Nécessité de réduire rapidement et radicalement la dépendance de l’UE à l’égard des importations de combustibles fossiles russes tout en atteignant les objectifs du Green Deal européen
La CES estime que la réduction rapide et radicale de la dépendance de l’UE aux importations de combustibles fossiles russes devrait être une priorité absolue pour les décideurs politiques de l’UE. Ceci est de la plus haute importance pour éviter que l’argent des citoyens européens continue à financer la guerre illégale de Poutine.
À court terme, cela signifie diversifier les approvisionnements énergétiques de l’UE (par exemple en augmentant les importations de GNL et de gazoducs non russes, en stimulant la production nationale de biométhane[3] et en accélérant le déploiement de l’hydrogène propre), sécuriser le transport et le transit de l’énergie, assurer un stockage suffisant du gaz en prévision de l’hiver prochain, ainsi qu’adopter une politique d’achat plus coordonnée[4]. Les décideurs politiques doivent cependant veiller à ne pas remplacer une dépendance par une autre.

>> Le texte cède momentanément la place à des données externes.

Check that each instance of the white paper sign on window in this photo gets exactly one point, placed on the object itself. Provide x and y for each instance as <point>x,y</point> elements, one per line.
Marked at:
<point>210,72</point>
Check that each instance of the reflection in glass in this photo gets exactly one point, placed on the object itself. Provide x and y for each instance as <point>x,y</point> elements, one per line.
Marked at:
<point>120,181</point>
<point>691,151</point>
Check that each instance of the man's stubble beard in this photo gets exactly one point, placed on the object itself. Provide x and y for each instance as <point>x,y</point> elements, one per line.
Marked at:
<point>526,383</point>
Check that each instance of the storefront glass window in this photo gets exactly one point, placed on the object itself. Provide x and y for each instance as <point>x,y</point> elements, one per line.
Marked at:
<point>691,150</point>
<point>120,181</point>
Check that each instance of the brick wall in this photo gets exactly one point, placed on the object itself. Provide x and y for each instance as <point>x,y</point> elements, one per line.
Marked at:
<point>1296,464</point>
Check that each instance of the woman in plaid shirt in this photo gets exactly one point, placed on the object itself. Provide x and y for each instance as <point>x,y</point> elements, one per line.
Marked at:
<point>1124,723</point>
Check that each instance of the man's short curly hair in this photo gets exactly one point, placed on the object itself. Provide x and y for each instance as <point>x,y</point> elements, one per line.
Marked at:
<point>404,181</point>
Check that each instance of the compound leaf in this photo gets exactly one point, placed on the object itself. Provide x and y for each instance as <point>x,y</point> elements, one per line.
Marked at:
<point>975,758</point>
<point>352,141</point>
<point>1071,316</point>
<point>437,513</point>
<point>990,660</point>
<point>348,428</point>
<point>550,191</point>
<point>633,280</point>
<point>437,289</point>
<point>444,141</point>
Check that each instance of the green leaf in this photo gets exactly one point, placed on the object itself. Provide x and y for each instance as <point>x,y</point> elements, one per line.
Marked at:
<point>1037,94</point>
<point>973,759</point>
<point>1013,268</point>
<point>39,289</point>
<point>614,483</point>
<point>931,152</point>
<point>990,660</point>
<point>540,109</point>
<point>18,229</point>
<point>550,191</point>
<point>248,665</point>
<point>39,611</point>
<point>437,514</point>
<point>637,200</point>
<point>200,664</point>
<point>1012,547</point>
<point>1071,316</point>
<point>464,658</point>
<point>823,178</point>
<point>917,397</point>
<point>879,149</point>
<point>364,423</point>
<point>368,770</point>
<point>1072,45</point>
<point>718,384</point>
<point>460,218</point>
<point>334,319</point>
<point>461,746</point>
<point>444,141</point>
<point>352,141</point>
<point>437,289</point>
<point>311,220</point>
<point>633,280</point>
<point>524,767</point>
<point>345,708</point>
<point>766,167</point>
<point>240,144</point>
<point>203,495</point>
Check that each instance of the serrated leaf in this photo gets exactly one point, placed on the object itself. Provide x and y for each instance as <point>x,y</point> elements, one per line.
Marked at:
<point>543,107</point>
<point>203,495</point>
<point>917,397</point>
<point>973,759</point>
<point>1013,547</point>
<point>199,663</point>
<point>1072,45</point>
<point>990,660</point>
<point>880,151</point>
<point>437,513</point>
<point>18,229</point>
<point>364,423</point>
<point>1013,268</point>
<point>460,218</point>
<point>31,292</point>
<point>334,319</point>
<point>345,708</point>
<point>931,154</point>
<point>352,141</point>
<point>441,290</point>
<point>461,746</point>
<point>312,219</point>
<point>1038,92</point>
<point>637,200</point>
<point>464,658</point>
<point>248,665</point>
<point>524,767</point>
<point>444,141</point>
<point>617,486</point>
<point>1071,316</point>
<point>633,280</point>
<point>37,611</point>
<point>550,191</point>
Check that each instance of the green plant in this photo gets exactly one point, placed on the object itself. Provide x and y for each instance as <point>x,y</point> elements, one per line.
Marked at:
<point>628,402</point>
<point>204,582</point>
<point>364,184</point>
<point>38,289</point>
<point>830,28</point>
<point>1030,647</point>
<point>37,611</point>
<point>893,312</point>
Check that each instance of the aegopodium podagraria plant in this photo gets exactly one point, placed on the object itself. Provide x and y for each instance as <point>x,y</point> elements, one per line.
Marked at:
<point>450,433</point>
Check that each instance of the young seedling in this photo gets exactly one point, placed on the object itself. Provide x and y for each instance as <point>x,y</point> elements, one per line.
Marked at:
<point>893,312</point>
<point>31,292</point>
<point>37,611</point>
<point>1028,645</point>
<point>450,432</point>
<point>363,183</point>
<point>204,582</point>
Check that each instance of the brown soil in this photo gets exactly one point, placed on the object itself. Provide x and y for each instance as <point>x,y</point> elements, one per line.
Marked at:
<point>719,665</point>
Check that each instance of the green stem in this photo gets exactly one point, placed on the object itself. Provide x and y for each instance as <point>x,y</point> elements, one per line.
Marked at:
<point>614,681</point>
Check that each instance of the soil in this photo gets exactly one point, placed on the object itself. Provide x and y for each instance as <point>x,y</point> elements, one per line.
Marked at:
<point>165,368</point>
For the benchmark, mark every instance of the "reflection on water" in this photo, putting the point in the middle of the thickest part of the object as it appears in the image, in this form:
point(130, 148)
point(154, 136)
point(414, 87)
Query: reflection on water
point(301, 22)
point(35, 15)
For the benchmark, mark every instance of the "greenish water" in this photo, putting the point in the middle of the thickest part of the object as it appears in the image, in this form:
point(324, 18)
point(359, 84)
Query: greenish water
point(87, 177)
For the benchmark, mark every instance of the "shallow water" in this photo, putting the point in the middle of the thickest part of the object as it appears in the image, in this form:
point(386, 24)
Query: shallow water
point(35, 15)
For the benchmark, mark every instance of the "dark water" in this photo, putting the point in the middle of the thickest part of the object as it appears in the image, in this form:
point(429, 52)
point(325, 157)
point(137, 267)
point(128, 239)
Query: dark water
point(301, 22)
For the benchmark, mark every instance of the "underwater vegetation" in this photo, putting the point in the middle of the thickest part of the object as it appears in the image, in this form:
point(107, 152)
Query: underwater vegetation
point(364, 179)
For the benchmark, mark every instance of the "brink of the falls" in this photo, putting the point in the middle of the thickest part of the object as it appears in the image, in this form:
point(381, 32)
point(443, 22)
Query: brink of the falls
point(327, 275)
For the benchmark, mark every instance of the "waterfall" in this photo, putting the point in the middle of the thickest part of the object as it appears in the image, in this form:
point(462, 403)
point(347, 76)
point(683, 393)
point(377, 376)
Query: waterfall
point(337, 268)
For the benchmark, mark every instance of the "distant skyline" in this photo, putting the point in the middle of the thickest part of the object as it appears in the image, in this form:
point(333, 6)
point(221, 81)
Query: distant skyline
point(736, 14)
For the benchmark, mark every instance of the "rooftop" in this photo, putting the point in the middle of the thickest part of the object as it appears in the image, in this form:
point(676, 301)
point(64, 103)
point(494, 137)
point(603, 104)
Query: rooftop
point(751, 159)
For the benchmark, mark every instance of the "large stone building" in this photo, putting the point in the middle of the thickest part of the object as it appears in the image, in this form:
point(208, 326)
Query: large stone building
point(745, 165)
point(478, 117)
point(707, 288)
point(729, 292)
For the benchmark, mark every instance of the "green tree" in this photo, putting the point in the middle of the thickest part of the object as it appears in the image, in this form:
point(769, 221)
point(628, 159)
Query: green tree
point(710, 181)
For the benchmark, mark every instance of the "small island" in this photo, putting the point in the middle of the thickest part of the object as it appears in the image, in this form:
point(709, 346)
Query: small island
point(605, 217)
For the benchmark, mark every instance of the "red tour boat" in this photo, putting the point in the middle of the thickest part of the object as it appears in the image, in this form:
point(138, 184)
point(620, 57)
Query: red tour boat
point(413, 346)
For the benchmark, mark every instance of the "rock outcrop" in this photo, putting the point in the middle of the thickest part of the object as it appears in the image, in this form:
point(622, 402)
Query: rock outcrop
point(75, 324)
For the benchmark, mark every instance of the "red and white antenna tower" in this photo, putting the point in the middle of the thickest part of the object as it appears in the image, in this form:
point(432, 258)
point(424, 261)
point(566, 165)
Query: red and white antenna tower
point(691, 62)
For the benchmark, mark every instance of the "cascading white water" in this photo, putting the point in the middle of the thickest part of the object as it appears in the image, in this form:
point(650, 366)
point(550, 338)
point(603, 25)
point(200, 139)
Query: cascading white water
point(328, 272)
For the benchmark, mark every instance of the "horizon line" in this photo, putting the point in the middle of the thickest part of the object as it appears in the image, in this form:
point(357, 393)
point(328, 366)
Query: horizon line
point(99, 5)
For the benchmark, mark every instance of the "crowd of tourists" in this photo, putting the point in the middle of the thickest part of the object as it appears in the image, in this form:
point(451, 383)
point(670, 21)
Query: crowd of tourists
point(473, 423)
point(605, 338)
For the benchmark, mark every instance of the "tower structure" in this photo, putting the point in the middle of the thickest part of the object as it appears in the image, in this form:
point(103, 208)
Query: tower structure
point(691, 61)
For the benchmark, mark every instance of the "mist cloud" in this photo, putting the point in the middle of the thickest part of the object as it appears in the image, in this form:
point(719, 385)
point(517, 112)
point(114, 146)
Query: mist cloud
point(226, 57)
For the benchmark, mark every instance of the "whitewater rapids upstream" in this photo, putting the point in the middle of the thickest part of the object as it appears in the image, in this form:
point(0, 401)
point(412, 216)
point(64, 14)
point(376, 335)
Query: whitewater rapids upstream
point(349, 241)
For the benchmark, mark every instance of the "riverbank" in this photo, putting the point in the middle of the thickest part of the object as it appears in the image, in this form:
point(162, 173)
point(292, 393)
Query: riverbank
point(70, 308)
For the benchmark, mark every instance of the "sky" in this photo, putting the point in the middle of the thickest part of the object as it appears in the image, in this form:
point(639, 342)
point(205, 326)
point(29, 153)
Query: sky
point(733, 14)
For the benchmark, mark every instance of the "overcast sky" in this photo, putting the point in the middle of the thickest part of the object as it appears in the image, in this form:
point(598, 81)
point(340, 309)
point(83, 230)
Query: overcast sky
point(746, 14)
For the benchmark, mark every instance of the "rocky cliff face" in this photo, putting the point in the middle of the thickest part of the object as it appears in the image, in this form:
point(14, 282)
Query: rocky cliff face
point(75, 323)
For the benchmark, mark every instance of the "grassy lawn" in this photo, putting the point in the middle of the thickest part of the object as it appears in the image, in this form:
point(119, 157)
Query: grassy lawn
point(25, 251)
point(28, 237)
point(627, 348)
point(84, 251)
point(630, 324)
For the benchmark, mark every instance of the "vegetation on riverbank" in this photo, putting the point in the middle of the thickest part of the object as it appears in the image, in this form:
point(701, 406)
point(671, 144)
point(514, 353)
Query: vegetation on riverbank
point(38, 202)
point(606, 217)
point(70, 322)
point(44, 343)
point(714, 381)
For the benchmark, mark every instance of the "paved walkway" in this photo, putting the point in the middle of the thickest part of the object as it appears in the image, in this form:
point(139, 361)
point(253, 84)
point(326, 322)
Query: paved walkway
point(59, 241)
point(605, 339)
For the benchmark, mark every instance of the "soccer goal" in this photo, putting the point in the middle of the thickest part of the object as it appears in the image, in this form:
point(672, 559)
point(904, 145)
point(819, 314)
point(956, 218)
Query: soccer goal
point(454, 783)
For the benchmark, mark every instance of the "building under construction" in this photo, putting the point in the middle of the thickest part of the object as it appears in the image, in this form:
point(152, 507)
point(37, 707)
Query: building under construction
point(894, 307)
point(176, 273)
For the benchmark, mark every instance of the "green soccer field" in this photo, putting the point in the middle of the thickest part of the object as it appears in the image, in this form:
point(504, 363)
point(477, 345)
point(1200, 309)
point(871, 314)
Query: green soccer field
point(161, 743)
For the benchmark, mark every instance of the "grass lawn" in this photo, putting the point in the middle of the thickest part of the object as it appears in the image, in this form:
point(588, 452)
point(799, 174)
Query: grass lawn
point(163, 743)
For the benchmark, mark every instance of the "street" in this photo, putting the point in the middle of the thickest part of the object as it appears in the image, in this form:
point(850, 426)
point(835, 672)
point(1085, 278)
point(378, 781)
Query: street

Il ne faut pas oublier que certains régimes politiques de pays exportateurs de combustibles fossiles violent les droits de l’homme. Parallèlement, des méthodes telles que le fracking ont une empreinte carbone très élevée. Tout nouvel accord devrait donc être conclu sur la base d’évaluations d’impact solides et devrait inclure des conditions fortes en matière de respect des valeurs démocratiques, des droits de l’homme, des droits des travailleurs[5] et de la protection de l’environnement. La diversification peut également entraîner une augmentation des prix de l’énergie. La CES rappelle également que dans sa Feuille de route vers le net zéro d’ici 2050, l’Agence internationale de l’énergie affirme que pour que cet objectif climatique reste possible, il ne devrait y avoir aucun investissement dans de nouveaux projets d’approvisionnement en combustibles fossiles[6]. Les futurs contrats liés à l’importation d’énergie fossile devraient donc tenir compte de cet impératif et rester limités à de courtes périodes de temps. Si de nouvelles infrastructures pour les énergies fossiles sont développées, elles devraient pouvoir être utilisées à l’avenir pour importer de l’hydrogène neutre pour le climat.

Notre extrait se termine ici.